The greatest havoc could be pressure on Chancellor Merkel to call for a referendum on the entire European project (at least a non-binding vote). The problem for Draghi and Brussels is that no direct poll was ever taken of the Bavarian Burghers about the concept of German money guaranteeing the entire European financial system. IF a referendum was called it might give the authority for the Berlin government to actually step up and create a EURO BOND and a harmonized banking and fiscal authority. It was the highly respected Otmar Issing who warned in the FT last year that ECB bailouts backed by German taxpayers was a case of “taxation without representation.” A popular vote strikes fear in the hearts of the European establishment but to it may be the best way to counteract the rising popularity of the Euroskeptics.
Finally, in today’s FT Hans-Werner Sinn, president of the highly regarded IFO Institute for Economic Research, publicly advised Chancellor Merkel to stand firm in the defying the efforts of Mario Draghi to utilize the finances of the ECB to create a European-wide bad bank. In a concise summary of German economists Mr. Sinn writes in reference to the ECB‘s efforts at QE: “The ECB says these unorthodox measures are needed to combat looming deflation. Given that prices are still rising [albeit slowly–core inflation stands at 0.9 per cent] this seems little more than a fig leaf. Anyway, deflation is not a danger for southern Europe but an essential precondition for restoring competitiveness. This is nothing less than a fiscal bailout-something the ECB has no right to undertake, as the German constitutional court implied when it declared OMT unlawful.” If we can keep our heads and watch the blame game unfold in European politics there should be opportunity for a myriad of investments and trade.

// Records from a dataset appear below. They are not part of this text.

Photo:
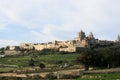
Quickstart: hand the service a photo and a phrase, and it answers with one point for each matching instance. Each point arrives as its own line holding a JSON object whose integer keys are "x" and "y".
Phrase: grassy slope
{"x": 23, "y": 60}
{"x": 112, "y": 76}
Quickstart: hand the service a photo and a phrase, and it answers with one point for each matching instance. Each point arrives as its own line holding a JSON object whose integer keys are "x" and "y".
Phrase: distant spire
{"x": 118, "y": 38}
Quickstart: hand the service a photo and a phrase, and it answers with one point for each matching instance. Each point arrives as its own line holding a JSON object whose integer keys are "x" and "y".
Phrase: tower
{"x": 118, "y": 38}
{"x": 81, "y": 35}
{"x": 91, "y": 36}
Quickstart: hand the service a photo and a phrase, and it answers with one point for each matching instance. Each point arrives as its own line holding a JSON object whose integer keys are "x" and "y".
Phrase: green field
{"x": 22, "y": 61}
{"x": 112, "y": 76}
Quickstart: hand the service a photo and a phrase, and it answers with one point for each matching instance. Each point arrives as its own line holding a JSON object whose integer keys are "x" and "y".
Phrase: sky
{"x": 37, "y": 21}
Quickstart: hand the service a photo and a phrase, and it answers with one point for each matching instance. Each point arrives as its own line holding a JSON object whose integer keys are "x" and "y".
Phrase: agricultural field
{"x": 112, "y": 76}
{"x": 48, "y": 60}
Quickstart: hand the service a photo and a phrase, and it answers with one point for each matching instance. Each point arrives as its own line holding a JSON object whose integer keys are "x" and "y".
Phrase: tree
{"x": 41, "y": 65}
{"x": 86, "y": 59}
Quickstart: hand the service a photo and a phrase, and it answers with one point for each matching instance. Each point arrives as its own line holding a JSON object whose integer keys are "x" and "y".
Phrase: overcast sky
{"x": 48, "y": 20}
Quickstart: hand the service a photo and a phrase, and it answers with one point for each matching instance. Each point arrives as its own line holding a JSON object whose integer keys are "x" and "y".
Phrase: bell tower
{"x": 81, "y": 35}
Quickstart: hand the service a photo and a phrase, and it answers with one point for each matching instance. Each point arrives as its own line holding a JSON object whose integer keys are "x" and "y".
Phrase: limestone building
{"x": 81, "y": 41}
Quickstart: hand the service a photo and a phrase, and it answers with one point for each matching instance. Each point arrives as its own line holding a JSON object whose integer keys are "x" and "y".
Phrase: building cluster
{"x": 81, "y": 41}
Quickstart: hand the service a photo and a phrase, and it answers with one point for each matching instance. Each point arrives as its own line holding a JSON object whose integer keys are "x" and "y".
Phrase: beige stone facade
{"x": 80, "y": 41}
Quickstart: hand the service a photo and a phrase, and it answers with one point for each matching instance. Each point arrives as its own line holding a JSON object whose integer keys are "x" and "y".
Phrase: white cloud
{"x": 4, "y": 43}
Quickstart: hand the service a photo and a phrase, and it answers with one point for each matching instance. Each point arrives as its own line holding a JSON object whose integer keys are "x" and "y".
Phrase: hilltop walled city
{"x": 81, "y": 41}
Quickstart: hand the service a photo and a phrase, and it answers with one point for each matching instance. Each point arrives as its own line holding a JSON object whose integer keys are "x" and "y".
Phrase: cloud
{"x": 4, "y": 43}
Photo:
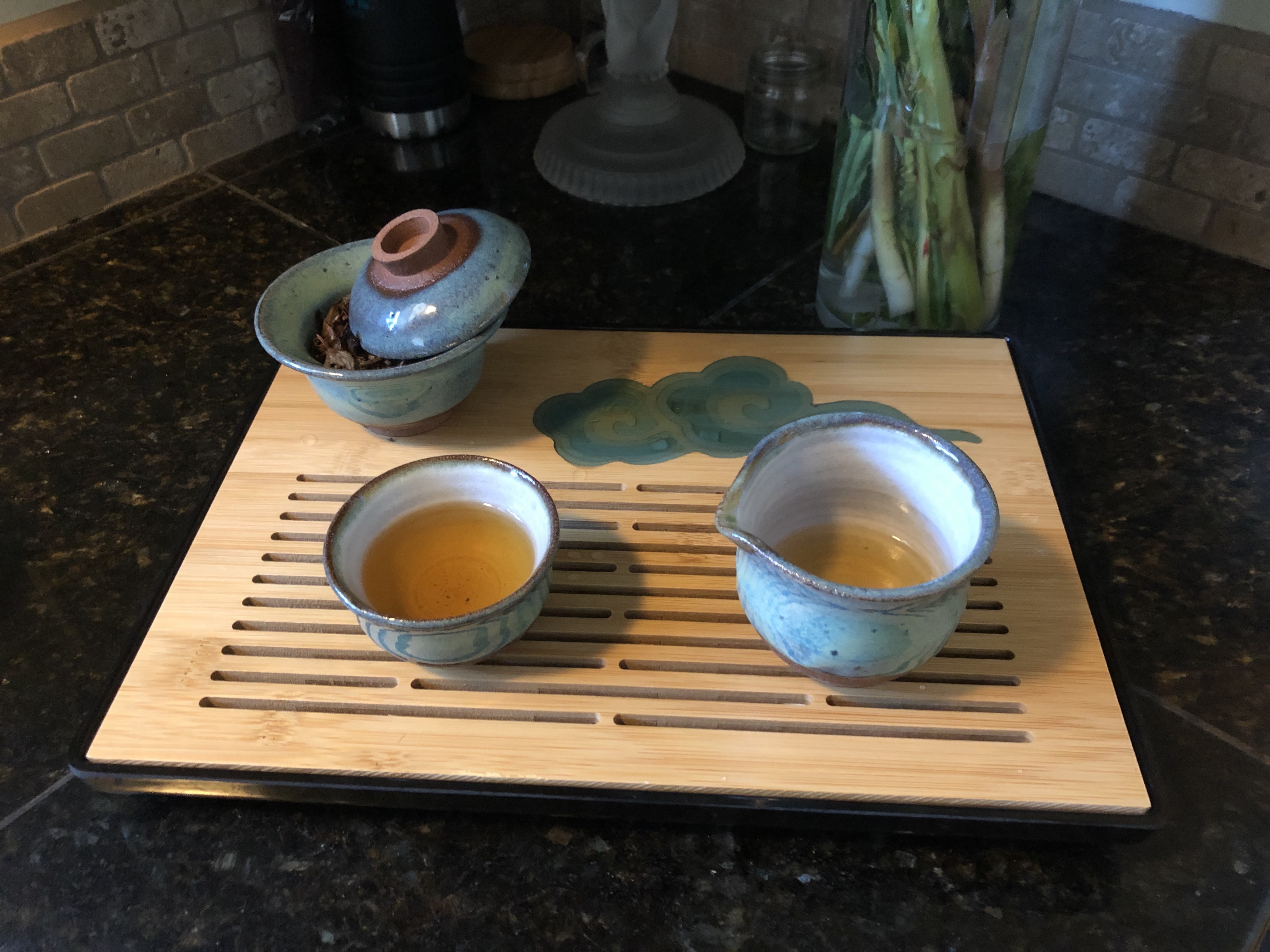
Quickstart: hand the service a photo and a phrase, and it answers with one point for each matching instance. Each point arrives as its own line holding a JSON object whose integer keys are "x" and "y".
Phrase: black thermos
{"x": 407, "y": 65}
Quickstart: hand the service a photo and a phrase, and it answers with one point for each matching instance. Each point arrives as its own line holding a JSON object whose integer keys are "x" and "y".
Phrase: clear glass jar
{"x": 783, "y": 98}
{"x": 944, "y": 117}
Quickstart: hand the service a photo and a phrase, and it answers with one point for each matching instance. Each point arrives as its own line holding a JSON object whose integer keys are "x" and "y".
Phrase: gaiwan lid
{"x": 436, "y": 281}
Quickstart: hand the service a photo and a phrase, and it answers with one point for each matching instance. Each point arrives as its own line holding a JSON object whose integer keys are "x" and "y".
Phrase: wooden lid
{"x": 515, "y": 53}
{"x": 525, "y": 89}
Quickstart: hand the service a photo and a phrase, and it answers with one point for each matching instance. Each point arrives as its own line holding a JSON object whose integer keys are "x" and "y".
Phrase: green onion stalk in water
{"x": 938, "y": 145}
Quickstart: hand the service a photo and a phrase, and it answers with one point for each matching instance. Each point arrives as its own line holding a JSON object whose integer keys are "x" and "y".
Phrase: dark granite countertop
{"x": 131, "y": 361}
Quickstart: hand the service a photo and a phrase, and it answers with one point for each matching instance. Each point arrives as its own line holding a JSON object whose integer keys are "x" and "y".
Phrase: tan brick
{"x": 1241, "y": 74}
{"x": 1124, "y": 148}
{"x": 276, "y": 118}
{"x": 1240, "y": 234}
{"x": 712, "y": 64}
{"x": 1223, "y": 177}
{"x": 193, "y": 55}
{"x": 247, "y": 86}
{"x": 136, "y": 25}
{"x": 48, "y": 56}
{"x": 113, "y": 84}
{"x": 1161, "y": 209}
{"x": 1160, "y": 107}
{"x": 1089, "y": 36}
{"x": 1256, "y": 139}
{"x": 223, "y": 139}
{"x": 171, "y": 115}
{"x": 1061, "y": 131}
{"x": 145, "y": 171}
{"x": 1153, "y": 51}
{"x": 196, "y": 13}
{"x": 84, "y": 146}
{"x": 20, "y": 172}
{"x": 8, "y": 231}
{"x": 32, "y": 113}
{"x": 61, "y": 204}
{"x": 1073, "y": 181}
{"x": 253, "y": 35}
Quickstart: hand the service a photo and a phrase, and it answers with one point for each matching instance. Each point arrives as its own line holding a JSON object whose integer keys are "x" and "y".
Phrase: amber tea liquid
{"x": 446, "y": 560}
{"x": 856, "y": 555}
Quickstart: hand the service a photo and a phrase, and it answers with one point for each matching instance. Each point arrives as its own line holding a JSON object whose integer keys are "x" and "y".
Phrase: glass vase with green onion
{"x": 944, "y": 116}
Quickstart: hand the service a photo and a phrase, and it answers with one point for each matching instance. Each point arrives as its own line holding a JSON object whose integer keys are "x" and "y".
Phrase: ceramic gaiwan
{"x": 430, "y": 289}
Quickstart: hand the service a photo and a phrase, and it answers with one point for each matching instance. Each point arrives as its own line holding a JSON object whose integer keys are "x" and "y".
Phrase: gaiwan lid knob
{"x": 436, "y": 280}
{"x": 418, "y": 249}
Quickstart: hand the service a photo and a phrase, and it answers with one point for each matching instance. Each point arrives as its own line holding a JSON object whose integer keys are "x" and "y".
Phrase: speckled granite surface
{"x": 133, "y": 360}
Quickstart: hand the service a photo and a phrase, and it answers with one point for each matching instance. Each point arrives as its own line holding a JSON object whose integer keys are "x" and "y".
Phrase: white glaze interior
{"x": 451, "y": 482}
{"x": 864, "y": 474}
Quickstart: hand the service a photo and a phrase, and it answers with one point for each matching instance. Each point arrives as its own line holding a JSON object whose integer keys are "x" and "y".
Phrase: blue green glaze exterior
{"x": 853, "y": 643}
{"x": 465, "y": 643}
{"x": 440, "y": 642}
{"x": 395, "y": 397}
{"x": 839, "y": 634}
{"x": 455, "y": 309}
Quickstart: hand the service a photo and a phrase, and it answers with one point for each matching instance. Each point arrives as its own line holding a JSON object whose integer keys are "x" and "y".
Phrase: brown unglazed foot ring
{"x": 411, "y": 429}
{"x": 836, "y": 681}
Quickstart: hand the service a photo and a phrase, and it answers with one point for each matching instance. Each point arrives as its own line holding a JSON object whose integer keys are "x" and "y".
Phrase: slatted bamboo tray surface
{"x": 642, "y": 672}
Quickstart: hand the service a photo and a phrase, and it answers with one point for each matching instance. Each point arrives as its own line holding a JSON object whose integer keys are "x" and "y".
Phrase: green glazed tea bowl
{"x": 872, "y": 471}
{"x": 394, "y": 402}
{"x": 433, "y": 482}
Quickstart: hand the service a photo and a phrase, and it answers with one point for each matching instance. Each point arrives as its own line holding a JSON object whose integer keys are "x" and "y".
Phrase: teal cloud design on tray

The ECB meets Thursday and some analysts are predicting an announcement about increased QE or possible further cut in rates. I was wrong last month in saying the central bank would hold steady but again I will say the ECB won’t change its present position on rates or QE. The euro has dropped in value to 1.2590, which is close to what the French authorities had been wanting, while the ECB will be cautious about inciting further criticism from the Bundesbank and German financial authorities. The ECB‘s Asset Quality Review (AQR) is due in mid-October so it is wiser for President Draghi to preserve his fire power for a greater fight. If the AQR reveals that the European banks are in desperate need of a capital infusion, better for the ECB to use that as leverage against the German austerians,especially if it is German banks that are in need of a massive capital infusion. IF you can wait and not be tired of waiting we will find great opportunities ahead.